Spark and TensorFlow for Scientific Data at Scale
¶

Modern, robust, general-purpose cluster computing for data science
¶

Presentation at IHPCSS 2017-06-27
¶

Neal McBurnett Independent Consultant

Neal's Background¶

Shortest commute today? 9 minute walk.
Computer Science degrees from Brown (undergrad) and Berkeley (MS)
Bell Labs ('77 to '01): software development, Unix/Linux, open source, WWW, IETF, security
Internet2 Identity (PKI, etc) ('00s)
Independent consultant
- Taught AI at University of Colorado in '12, '13
- Spark MOOC, Databricks training in '15
Data science, Wikipedia, risk-limiting audits of elections, dance

Your Experience¶

Python?
Functional programming?
Tried Spark out?
Used it in project?
Tried TensorFlow out?
Used it in project?

Outline:¶

Apache Spark is a productive framework/ecosystem for many scientific applications
- Easier to write Spark code than MPI, OpenMP
- Programming model is more expressive and helps compilers optimize for the cluster
Builds on convergence of data analysis technologies:
- Databases: SQL, much research into query optimization
- HPC: MPI, OpenMP, etc
- Interactive exploratory data analysis: S, S++, R
- Scala and Python knack for clear, expressive, robust, high-level coding
- MapReduce: MPI, Hadoop, Spark, with huge investment from business world
TensorFlow: for deep learning, GPU data flows and much more, also Python
Related APIs and projects support many other applications
Many Scientific use cases
Huge opportunities in Machine Learning, AI

Apache Spark: popular, modern, elegant, productive¶

The largest open source project in data processing (in 2015. Still?)
- 365 k Spark Meetup members worldwide
- Over 750 contributors from 200+ organizations, still growing
- Big turnout for our free online edX MOOC in 2015
- IBM helping to "educate one million data scientists and data engineers on Spark"
APIs for Python (2 or 3), SQL, Java, Scala, R
Evolved from Hadoop MapReduce, for machine learning (fast iteration)
Brought in-memory processing for fast iteration, then much more
Handles distributing data to nodes for you, and flexible caching
Can read only the data needed from smart upstream data sources: "predicate pushdown" of filters

Spark components and ecosystem¶

Core concept: RDD (Resilient Distributed Dataset)¶

RDD abstraction (Resilient Distributed Datasets), core aspect of Spark programming model
- Matei Zaharia ACM Doctoral Dissertation Award
- New abstraction that led to Spark
RDD is a collection of data, partitioned across the cluster
- Each partition can be processed in parallel
- RDD definition includes lineage - how each RDD depends on others
- In general, a Directed Acyclic Graph (DAG)
- Immutable
Two types of RDD operations
- Transformations: modify the DAG: define new RDDs based on extisting ones
  - filter, map, groupByKey, join, sort
- Actions which optimize, schedule and execute the DAG, return values
  - count, reduce, lookup, save
RDDs provide fault tolerance via recalculation, avoiding data replication or failure
RDDs can be cached to make them more persistent in memory, or temporarily saved to local disk

Example of a lineage of RDDs. Also shows the job stages. Boxes with solid outlines are RDDs. Partitions are shaded rectangles, in black if they are already in memory. In this case, stage 1’s output RDD (B) is already in RAM, so the scheduler runs stage 2 and then 3.
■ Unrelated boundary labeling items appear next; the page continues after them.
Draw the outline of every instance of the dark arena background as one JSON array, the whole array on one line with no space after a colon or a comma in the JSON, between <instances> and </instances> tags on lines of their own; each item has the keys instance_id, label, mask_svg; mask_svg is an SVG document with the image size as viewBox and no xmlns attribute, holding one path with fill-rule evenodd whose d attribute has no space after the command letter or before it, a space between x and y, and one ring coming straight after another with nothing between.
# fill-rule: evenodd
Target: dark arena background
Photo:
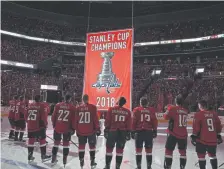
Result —
<instances>
[{"instance_id":1,"label":"dark arena background","mask_svg":"<svg viewBox=\"0 0 224 169\"><path fill-rule=\"evenodd\" d=\"M223 9L224 3L221 1L1 2L2 169L63 167L62 148L59 148L58 152L59 162L51 166L50 162L41 162L38 143L34 149L36 164L27 163L26 143L8 139L9 100L15 95L24 96L26 103L29 104L33 102L35 95L40 94L41 100L47 102L50 108L47 152L51 153L54 145L51 114L55 104L61 102L66 94L70 94L73 96L73 104L78 106L81 104L83 91L91 94L91 91L84 90L87 80L92 78L92 71L89 71L88 76L86 71L88 69L86 44L87 35L95 32L133 29L131 55L129 55L129 62L126 63L131 68L127 71L131 82L124 89L130 87L128 103L132 109L139 105L141 97L147 97L150 105L156 109L159 127L152 153L153 169L163 169L168 124L163 118L163 113L168 104L175 104L174 99L177 95L183 96L184 107L191 112L187 127L189 135L192 133L194 113L198 111L197 103L201 99L208 102L211 110L218 112L224 125ZM112 57L114 53L107 54L108 56L102 52L101 57L109 57L109 54ZM88 57L91 56L88 54ZM113 57L116 56L115 52ZM96 169L102 169L105 165L106 146L103 128L107 111L102 107L113 106L118 97L124 93L121 91L121 94L110 97L111 91L119 88L123 90L120 86L124 84L127 77L125 76L122 81L115 69L124 67L126 61L124 58L127 56L122 55L122 57L123 60L118 59L116 63L114 58L104 60L104 65L112 63L112 71L117 75L117 79L110 89L104 90L107 92L106 97L100 97L98 100L97 95L94 94L97 101L93 101L93 104L99 108L98 115L102 130L102 136L97 139ZM88 65L93 67L95 60L88 62ZM95 68L101 70L101 63L96 64ZM110 73L113 73L112 71ZM97 77L100 79L100 74L96 75L96 82ZM100 89L93 87L91 90ZM223 138L224 131L221 135ZM27 133L24 137L27 139ZM127 142L121 169L136 167L134 145L134 140ZM67 169L80 168L77 146L78 139L74 135L65 167ZM86 149L89 149L88 146ZM186 169L199 168L197 154L190 143L190 138L187 158ZM217 158L219 169L224 168L223 144L218 146ZM88 153L85 155L85 160L87 162L84 169L89 169ZM112 168L114 168L114 161L115 158L112 161ZM145 158L142 165L143 169L147 168ZM179 168L178 150L174 151L173 168ZM207 169L211 169L208 161Z\"/></svg>"}]
</instances>

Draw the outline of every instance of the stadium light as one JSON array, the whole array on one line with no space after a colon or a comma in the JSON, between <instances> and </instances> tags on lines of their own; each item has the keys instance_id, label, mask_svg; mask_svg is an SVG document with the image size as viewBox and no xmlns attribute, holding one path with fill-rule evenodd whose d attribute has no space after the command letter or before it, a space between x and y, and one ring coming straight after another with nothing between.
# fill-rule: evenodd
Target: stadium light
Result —
<instances>
[{"instance_id":1,"label":"stadium light","mask_svg":"<svg viewBox=\"0 0 224 169\"><path fill-rule=\"evenodd\" d=\"M161 69L155 69L152 71L152 75L160 75L161 71Z\"/></svg>"},{"instance_id":2,"label":"stadium light","mask_svg":"<svg viewBox=\"0 0 224 169\"><path fill-rule=\"evenodd\" d=\"M195 73L196 73L196 74L204 73L204 71L205 71L205 68L196 68Z\"/></svg>"}]
</instances>

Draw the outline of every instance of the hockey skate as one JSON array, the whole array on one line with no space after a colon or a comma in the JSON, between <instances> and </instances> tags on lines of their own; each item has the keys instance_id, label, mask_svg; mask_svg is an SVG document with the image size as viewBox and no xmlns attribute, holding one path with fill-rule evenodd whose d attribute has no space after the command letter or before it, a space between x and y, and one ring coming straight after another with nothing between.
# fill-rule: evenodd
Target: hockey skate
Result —
<instances>
[{"instance_id":1,"label":"hockey skate","mask_svg":"<svg viewBox=\"0 0 224 169\"><path fill-rule=\"evenodd\" d=\"M56 155L53 155L53 156L52 156L52 159L51 159L51 164L52 164L52 166L55 165L55 164L57 164L57 162L58 162L58 160L57 160Z\"/></svg>"},{"instance_id":2,"label":"hockey skate","mask_svg":"<svg viewBox=\"0 0 224 169\"><path fill-rule=\"evenodd\" d=\"M106 165L103 169L110 169L110 166Z\"/></svg>"},{"instance_id":3,"label":"hockey skate","mask_svg":"<svg viewBox=\"0 0 224 169\"><path fill-rule=\"evenodd\" d=\"M137 165L137 167L136 167L136 169L141 169L142 167L141 167L141 165Z\"/></svg>"},{"instance_id":4,"label":"hockey skate","mask_svg":"<svg viewBox=\"0 0 224 169\"><path fill-rule=\"evenodd\" d=\"M67 164L67 156L63 157L63 164L64 164L64 168L65 168L65 165Z\"/></svg>"},{"instance_id":5,"label":"hockey skate","mask_svg":"<svg viewBox=\"0 0 224 169\"><path fill-rule=\"evenodd\" d=\"M96 168L97 163L95 162L95 160L91 160L91 164L90 164L90 166L91 166L91 169Z\"/></svg>"},{"instance_id":6,"label":"hockey skate","mask_svg":"<svg viewBox=\"0 0 224 169\"><path fill-rule=\"evenodd\" d=\"M43 156L41 157L41 159L42 159L42 162L44 163L44 162L46 162L46 161L48 161L48 160L51 159L51 155L43 155Z\"/></svg>"},{"instance_id":7,"label":"hockey skate","mask_svg":"<svg viewBox=\"0 0 224 169\"><path fill-rule=\"evenodd\" d=\"M84 158L80 159L80 167L81 167L81 169L83 169L83 166L84 166Z\"/></svg>"},{"instance_id":8,"label":"hockey skate","mask_svg":"<svg viewBox=\"0 0 224 169\"><path fill-rule=\"evenodd\" d=\"M35 157L33 157L32 154L29 154L29 155L28 155L28 163L29 163L29 164L33 163L34 159L35 159Z\"/></svg>"}]
</instances>

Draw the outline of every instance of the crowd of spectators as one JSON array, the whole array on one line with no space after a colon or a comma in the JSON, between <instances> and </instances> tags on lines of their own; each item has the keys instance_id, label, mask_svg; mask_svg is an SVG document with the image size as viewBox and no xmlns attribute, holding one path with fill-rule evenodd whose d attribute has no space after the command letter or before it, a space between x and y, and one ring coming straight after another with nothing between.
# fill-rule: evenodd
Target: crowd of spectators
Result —
<instances>
[{"instance_id":1,"label":"crowd of spectators","mask_svg":"<svg viewBox=\"0 0 224 169\"><path fill-rule=\"evenodd\" d=\"M157 41L167 39L182 39L224 33L223 17L204 18L189 22L171 23L154 27L141 27L135 31L137 42ZM84 41L86 29L59 25L51 21L37 18L23 17L8 12L2 13L2 29L30 36L44 37L56 40ZM106 28L91 28L90 31L105 30ZM112 28L109 28L112 29ZM66 46L45 42L19 39L2 35L1 57L5 60L37 64L48 58L62 56L60 76L53 72L31 71L16 69L2 72L2 98L9 100L14 94L24 94L32 99L40 93L41 84L58 85L63 94L75 94L80 100L83 89L84 58L63 56L67 53L84 52L84 47ZM140 96L147 96L150 103L162 111L166 104L172 104L174 97L180 93L187 93L188 104L192 105L200 98L207 99L210 104L217 105L224 96L224 59L210 52L210 58L194 56L194 58L180 59L162 57L163 53L195 52L206 49L222 48L223 39L214 39L196 43L182 43L174 45L156 45L136 47L136 55L154 54L155 57L139 57L133 65L133 105L138 104ZM60 54L59 54L60 53ZM62 53L62 54L61 54ZM142 59L141 59L142 58ZM206 78L195 79L194 73L198 66L205 68ZM161 69L158 79L152 80L154 69ZM212 76L217 75L217 76ZM222 78L220 78L222 77ZM152 83L149 83L149 82ZM142 91L145 90L143 95ZM223 104L223 103L220 103Z\"/></svg>"},{"instance_id":2,"label":"crowd of spectators","mask_svg":"<svg viewBox=\"0 0 224 169\"><path fill-rule=\"evenodd\" d=\"M22 33L30 36L44 37L67 41L85 41L87 27L88 32L118 29L117 27L104 26L74 26L59 24L43 18L30 18L15 13L2 12L2 29ZM174 22L161 25L147 25L135 29L136 42L174 40L195 38L224 33L224 16L211 16L190 21Z\"/></svg>"}]
</instances>

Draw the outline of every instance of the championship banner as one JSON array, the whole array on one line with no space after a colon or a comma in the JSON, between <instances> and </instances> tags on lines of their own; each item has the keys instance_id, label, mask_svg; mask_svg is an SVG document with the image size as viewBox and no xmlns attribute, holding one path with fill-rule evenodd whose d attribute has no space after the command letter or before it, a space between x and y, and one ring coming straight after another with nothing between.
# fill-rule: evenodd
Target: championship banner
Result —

If a node dies, the partitions it was responsible for can be recalculated, knowing the lineage and the immutable inputs

Explore Your Runtime in Spark UI¶

Real-time graph of the DAGs in your jobs, stage progress, storage, environment, nodes

Spark code compiled into efficient execution plan for the cluster¶

Something like compilers optimizing for pipelined CPUs
Compiler, DAG helps avoid failures, deadlock
Spark mashes functional programming up with SQL optimizing technology
- Catalyst compiler for parallel computations on your cluster
Code describes Directed Acyclic Graph
Lazy evalution - not evaluated until you perform an action
Compiler can use full DAG, desired action, and even data contents, to make an optimized execution plan
Lack of side effects in functional programming enormously useful in parallel processing
Review and make use of your abstract algebra classes!
- See Paco Nathan, Just Enough Math - O'Reilly Media
- With links to over an hour of free video on functional programming and monoids for cluster computation
Lazy evaluation makes exploration, debugging quicker

Even higher-level API: Datasets and DataFrames¶

DataFrame API: Higher level than RDD, inspired by Pandas and R data frames, combined with SQL engine
More optimizations possible than with RDD
Unified with more general Datasets API in Spark 2.0: DataFrame = Dataset[Row]
Internally leverage the Spark SQL logical optimizer. Intelligently plan the physical execution of operations to work well on large datasets. This planning permeates all the way into physical storage, where optimizations such as predicate pushdown are applied based on analysis of user programs.
Create Datasets directly from Hive tables, Parquet files, Spark SQL, etc.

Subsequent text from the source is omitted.